Ivan eventually advanced to the sledgehammer as his tool of choice. With their father distracted in the garage, he’d admire itwith a silent threat. One day, he’d crush Emory’s skull. Ivan would leave then, and Emory was always slow on the uptake after.
“Get outta your head, son,” his dad would say, “and don’t worry about your brother. That boy is broken in ways even God can’t fix.”
True enough, worrying hadn’t solved anything, and God never fixed Ivan.
By seven-thirty, Emory had showered and dressed in black jeans and a t-shirt with his long hair tied back. By eight-thirty, he got to work in an unused office on the third floor. For shame it wasn’t with his hands. He’d be happier if it was. Turn a wrench and free his mind.
At a half-past eleven, Jack’s noisy trinity sounded in the hall—boots stomping, wallet chain rattling, the whistling of some goddamn tune sure to stick in Emory’s head. Jack cantered in sporting a devilish grin and flopped into the chair across the desk.
“Mornin,’ sexy,” he said and picked his nails with a pocketknife. “Rough night?”
“Just about.”
Three, maybe four hours of fitful sleep. Another fight had in the hall, though, that one had felt different. On the ropes, he had nothing left for Amelia and thought she might’ve been pleased.
She wasn’t. Amelia wanted him contrite, not defeated, but his pride couldn’t bear to bend the knee. Something had shifted in him and in her too. It burned him up that he couldn’t tell what, so that rough night bled into an early morning.
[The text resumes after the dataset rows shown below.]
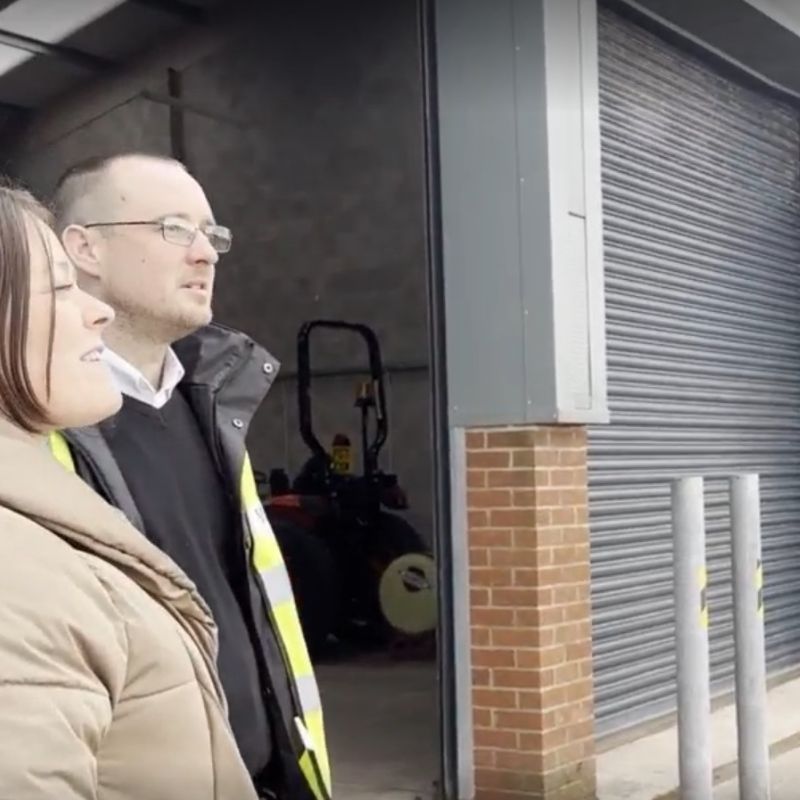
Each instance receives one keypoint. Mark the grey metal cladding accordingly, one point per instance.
(702, 249)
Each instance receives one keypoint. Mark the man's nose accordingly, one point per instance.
(96, 313)
(201, 250)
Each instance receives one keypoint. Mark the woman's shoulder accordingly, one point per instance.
(40, 571)
(51, 599)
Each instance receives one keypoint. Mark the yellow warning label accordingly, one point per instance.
(703, 583)
(760, 588)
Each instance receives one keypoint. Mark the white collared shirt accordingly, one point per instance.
(132, 383)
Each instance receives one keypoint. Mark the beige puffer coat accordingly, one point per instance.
(108, 687)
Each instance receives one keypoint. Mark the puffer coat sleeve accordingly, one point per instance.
(63, 658)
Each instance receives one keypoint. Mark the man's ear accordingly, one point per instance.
(82, 248)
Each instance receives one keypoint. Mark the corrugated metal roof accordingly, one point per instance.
(48, 49)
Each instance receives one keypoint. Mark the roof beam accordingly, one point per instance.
(69, 55)
(185, 11)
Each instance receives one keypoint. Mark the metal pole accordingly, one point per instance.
(748, 610)
(691, 633)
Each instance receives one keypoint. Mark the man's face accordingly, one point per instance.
(158, 288)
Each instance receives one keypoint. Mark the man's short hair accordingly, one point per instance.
(84, 178)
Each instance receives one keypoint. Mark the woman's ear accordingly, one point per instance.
(82, 248)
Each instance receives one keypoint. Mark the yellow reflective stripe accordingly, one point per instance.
(278, 585)
(292, 634)
(266, 551)
(315, 722)
(310, 774)
(268, 561)
(60, 449)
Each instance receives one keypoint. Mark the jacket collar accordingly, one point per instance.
(34, 485)
(214, 353)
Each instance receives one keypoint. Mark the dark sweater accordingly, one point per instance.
(186, 511)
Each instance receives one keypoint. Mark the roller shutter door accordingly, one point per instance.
(702, 259)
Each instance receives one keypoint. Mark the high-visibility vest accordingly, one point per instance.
(267, 561)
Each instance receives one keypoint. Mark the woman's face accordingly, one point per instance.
(81, 389)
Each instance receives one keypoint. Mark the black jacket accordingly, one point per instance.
(227, 377)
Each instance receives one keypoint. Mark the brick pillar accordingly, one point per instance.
(530, 613)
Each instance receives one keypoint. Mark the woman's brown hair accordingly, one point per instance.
(18, 401)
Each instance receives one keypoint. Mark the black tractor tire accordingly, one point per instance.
(393, 537)
(315, 581)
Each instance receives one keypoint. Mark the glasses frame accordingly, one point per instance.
(206, 230)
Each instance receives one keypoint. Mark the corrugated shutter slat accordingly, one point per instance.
(702, 259)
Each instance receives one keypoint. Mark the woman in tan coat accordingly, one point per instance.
(108, 687)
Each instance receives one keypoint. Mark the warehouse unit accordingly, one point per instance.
(702, 246)
(574, 226)
(304, 126)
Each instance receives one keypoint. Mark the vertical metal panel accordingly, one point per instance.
(702, 248)
(496, 245)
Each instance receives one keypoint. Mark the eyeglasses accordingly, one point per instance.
(176, 230)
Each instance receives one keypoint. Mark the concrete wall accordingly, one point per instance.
(316, 163)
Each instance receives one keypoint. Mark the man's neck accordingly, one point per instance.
(147, 356)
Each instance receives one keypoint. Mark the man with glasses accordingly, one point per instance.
(144, 240)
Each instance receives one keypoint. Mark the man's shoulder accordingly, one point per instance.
(216, 349)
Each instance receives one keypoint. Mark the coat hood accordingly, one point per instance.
(34, 485)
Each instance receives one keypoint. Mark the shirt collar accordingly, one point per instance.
(132, 383)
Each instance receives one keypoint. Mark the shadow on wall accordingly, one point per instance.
(320, 173)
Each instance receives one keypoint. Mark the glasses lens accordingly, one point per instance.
(220, 238)
(177, 231)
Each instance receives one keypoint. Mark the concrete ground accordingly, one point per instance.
(381, 718)
(648, 768)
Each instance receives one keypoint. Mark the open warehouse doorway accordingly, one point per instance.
(304, 123)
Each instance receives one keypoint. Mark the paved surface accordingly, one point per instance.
(785, 780)
(648, 768)
(381, 718)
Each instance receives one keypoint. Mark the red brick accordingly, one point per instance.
(477, 519)
(524, 498)
(564, 516)
(523, 458)
(488, 459)
(512, 517)
(486, 737)
(476, 479)
(517, 678)
(516, 638)
(543, 658)
(494, 698)
(525, 577)
(481, 637)
(572, 458)
(517, 762)
(514, 557)
(511, 478)
(488, 498)
(481, 717)
(481, 677)
(520, 598)
(475, 440)
(491, 577)
(490, 537)
(493, 658)
(518, 720)
(479, 598)
(512, 439)
(492, 617)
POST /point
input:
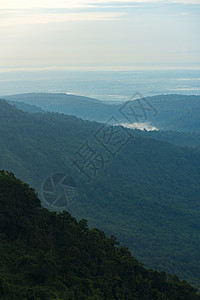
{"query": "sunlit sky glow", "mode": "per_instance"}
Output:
(99, 33)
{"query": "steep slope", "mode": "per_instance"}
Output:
(45, 255)
(167, 112)
(147, 194)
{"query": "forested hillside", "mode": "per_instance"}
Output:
(166, 112)
(146, 194)
(46, 256)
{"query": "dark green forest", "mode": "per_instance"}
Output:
(139, 195)
(49, 255)
(173, 112)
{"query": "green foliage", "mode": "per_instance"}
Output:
(52, 256)
(147, 195)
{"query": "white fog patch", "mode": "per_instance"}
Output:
(141, 126)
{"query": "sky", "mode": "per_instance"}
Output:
(99, 34)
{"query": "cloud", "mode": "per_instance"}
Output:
(22, 17)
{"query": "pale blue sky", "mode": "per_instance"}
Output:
(99, 34)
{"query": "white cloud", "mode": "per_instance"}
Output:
(21, 17)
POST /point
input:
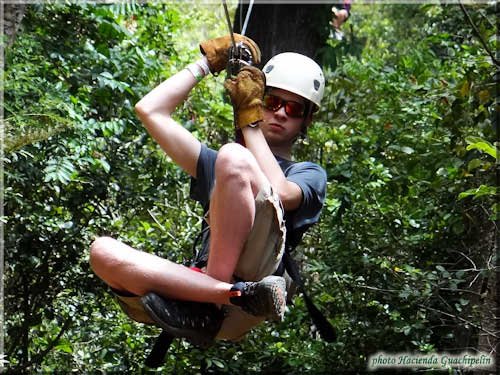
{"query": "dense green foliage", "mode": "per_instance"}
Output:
(401, 259)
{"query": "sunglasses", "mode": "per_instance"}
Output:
(292, 108)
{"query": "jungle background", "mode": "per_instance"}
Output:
(403, 258)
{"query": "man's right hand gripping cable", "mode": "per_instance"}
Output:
(246, 91)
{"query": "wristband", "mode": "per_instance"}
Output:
(196, 71)
(203, 65)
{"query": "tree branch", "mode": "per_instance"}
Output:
(478, 34)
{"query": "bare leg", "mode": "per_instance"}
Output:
(232, 208)
(138, 272)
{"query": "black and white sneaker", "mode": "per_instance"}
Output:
(197, 322)
(266, 297)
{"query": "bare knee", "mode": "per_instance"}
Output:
(103, 256)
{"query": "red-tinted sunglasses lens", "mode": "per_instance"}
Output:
(292, 109)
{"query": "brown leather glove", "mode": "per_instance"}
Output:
(246, 91)
(216, 51)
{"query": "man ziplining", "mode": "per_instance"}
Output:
(256, 200)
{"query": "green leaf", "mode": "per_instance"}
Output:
(481, 145)
(478, 192)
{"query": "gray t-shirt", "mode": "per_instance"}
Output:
(310, 177)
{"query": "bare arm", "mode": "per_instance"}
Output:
(155, 112)
(289, 192)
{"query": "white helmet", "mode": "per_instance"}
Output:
(296, 73)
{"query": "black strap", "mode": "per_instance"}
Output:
(157, 355)
(324, 327)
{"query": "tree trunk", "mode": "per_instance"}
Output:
(280, 28)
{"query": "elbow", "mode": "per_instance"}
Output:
(141, 110)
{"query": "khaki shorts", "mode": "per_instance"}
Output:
(260, 257)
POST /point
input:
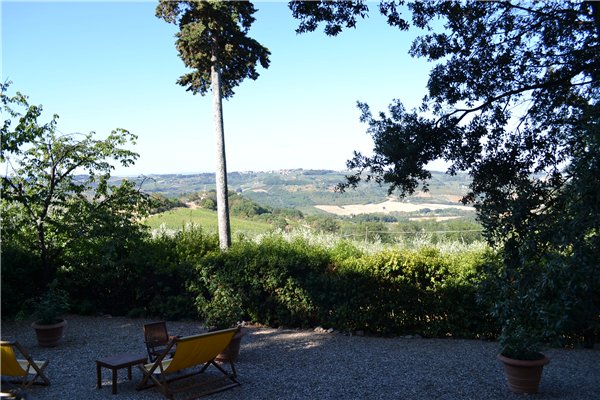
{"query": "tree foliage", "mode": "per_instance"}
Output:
(56, 191)
(219, 29)
(512, 100)
(213, 42)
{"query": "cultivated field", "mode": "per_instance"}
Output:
(387, 207)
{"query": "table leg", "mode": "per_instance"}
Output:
(114, 381)
(98, 376)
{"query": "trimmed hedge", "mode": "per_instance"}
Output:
(393, 292)
(277, 282)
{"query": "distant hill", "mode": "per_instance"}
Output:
(304, 189)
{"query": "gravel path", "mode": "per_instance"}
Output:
(294, 364)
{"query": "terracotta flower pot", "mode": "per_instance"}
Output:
(523, 376)
(49, 335)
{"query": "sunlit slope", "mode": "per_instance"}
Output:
(179, 217)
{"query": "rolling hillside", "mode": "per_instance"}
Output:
(305, 189)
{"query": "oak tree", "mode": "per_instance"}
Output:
(512, 99)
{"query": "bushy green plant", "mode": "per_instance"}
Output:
(52, 305)
(222, 310)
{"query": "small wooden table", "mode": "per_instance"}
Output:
(115, 363)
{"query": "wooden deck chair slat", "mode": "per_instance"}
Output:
(193, 354)
(28, 370)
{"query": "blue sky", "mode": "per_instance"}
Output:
(107, 65)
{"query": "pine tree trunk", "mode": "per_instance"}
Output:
(221, 172)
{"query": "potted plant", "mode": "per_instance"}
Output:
(48, 310)
(223, 310)
(524, 308)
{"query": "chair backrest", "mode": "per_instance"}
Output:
(156, 333)
(9, 366)
(199, 349)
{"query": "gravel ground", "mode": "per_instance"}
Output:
(300, 364)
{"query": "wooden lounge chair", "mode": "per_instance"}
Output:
(23, 372)
(193, 356)
(156, 338)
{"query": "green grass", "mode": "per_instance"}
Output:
(177, 218)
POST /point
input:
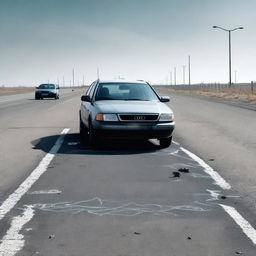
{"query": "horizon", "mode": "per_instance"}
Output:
(43, 41)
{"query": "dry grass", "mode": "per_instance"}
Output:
(15, 90)
(242, 93)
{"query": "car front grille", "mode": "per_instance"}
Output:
(138, 117)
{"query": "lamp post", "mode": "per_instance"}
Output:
(229, 47)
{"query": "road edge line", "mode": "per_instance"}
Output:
(13, 198)
(13, 242)
(209, 170)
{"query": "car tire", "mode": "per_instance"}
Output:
(166, 142)
(82, 130)
(92, 140)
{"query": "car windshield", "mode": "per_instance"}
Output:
(125, 91)
(47, 86)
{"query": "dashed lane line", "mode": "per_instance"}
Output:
(208, 169)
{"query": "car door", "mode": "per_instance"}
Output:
(86, 107)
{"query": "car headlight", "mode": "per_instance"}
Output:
(106, 117)
(166, 117)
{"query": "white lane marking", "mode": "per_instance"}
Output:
(241, 222)
(214, 194)
(12, 200)
(218, 179)
(13, 241)
(42, 192)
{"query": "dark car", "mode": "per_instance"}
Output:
(47, 91)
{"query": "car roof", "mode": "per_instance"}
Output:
(122, 81)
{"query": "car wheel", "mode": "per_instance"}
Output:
(82, 130)
(92, 141)
(166, 142)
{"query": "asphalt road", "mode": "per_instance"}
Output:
(61, 198)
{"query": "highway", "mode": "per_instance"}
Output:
(126, 198)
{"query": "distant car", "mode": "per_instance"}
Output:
(47, 91)
(125, 109)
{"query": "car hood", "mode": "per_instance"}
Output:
(122, 106)
(45, 90)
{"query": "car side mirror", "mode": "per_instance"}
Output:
(86, 98)
(165, 99)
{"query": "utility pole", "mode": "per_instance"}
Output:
(175, 82)
(229, 48)
(170, 78)
(189, 76)
(98, 73)
(183, 74)
(73, 75)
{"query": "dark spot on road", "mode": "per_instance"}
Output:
(175, 175)
(185, 170)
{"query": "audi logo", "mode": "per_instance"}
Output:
(139, 117)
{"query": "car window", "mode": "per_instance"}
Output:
(125, 91)
(90, 88)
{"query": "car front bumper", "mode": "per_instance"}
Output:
(133, 130)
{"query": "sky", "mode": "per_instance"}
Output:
(44, 40)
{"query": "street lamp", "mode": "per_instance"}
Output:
(229, 43)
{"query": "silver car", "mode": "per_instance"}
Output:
(47, 91)
(124, 109)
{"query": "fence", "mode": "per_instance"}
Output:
(239, 89)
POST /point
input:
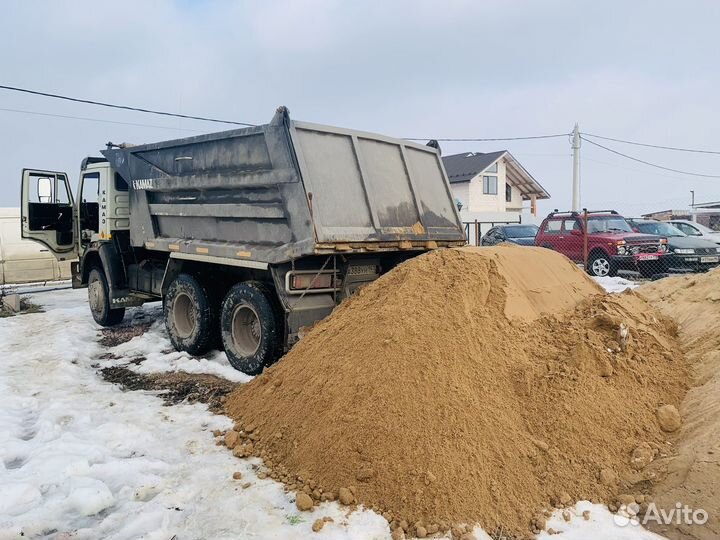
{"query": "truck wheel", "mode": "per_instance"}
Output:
(600, 265)
(99, 300)
(250, 327)
(189, 317)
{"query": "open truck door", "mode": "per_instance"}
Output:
(47, 212)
If he didn’t sleep, too fucking bad. The world kept spinning.
“I heard Liam lighting you up last night. Everything alright?”
Emory shrugged and snapped shut his laptop’s lid.
“It’s fine. What’s done is done. Damon is?—”
“In pieces.”
Jack’s perpetual amusement vanished and left behind a fearsome visage. He was just as dangerous and brutal as the other men but charmed with humor they couldn’t quite manage. He leaned in close. An errant strand of hair fell in his eyes and grazed the crooked bridge of his nose.
“About the motel clerk. We can make that problem disappear.”
Jack pitched cold-blooded murder with the sleazy grease of a car salesman and a toothy smile to match.
Emory shook his head and asked, “For what? What did he see? Amelia? Okay, so he saw Amelia, places her with the Burrows kid.”
“He can place Damon there too. That will track to us.”
“Damon had no loyalty. He was in a lot of pockets, not just ours.”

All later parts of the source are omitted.